謁見中、教皇は聖ヨセフをめぐるカテケーシスで、「優しさにおける父、聖ヨセフ」をテーマに講話された。
福音書は、ヨセフが父親としてどのようにイエスに接したのかを具体的に記していない。しかし、ヨセフが「正しい人」であったことは確かであり、そこからイエスに対する教育を想像することはできる。
ヨセフはイエスが「知恵が増し、背丈も伸び、神と人に愛され」(ルカ2,52)成長していく姿を見ていた。主がイスラエルに対しそうしたように、ヨセフは父としてイエスに「腕を支えて歩くことを教え」、頬ずりするために抱き上げ、「身をかがめて食べさせた」(参照 ホセア11,3-4)。

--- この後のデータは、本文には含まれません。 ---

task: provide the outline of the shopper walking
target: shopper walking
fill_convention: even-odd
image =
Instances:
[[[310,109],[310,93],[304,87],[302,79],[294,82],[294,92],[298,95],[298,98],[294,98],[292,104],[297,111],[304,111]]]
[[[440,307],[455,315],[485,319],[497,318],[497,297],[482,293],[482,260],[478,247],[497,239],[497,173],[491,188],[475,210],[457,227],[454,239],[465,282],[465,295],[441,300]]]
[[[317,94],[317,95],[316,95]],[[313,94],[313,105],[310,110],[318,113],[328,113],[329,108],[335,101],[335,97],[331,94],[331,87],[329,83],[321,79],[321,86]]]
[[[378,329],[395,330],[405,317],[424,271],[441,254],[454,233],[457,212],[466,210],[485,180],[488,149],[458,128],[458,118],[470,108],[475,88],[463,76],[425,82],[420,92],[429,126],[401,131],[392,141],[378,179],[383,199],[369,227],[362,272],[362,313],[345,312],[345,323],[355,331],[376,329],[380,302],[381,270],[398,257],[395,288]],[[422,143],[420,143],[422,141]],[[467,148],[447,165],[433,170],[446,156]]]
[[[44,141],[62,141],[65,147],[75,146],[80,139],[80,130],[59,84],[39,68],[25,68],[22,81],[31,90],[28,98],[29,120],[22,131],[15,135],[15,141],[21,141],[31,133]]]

福音書が示すように、イエスは神とその愛について話す時、常に「父」という言葉を用いている。また、イエスの説教の多くのたとえでは、「父」が中心的役割を担っている。その中で最も知られるのは、ルカ福音書の「放蕩息子」のたとえ(参照 ルカ15,11-32)に登場する父親であろう。このたとえでイエスはこう語る。「まだ遠く離れていたのに、父親は息子を見つけて、哀れに思い、走り寄って首を抱き、接吻した」(ルカ15,20)。放蕩息子は父から罰せられると思っていたにも関わらず、父の抱擁を再び見出した。
神の優しさは、この世の論理より偉大なものである。それは思いがけない形の裁きである。神はわたしたちの罪や過ちや堕落に驚かれないが、わたしたちが神ご自身の愛に心を閉ざすこと、わたしたちの信仰の欠如に驚かれる。神の愛の体験の中には、偉大なる優しさの体験がある。それを最初にイエスに教えたのは、まさにヨセフであった。
優しさとは、感情的な問題ではない。それは、自分のありのままの惨めさのうちに、愛され、受け入れられ、神の愛を通して変容されたと感じる体験である。
聖ヨセフの父性の中にわたしたちを映し出しながら、主の優しさと愛を受け入れることで、自分も同じように人を愛せる者に変容させられたかを自問してみよう。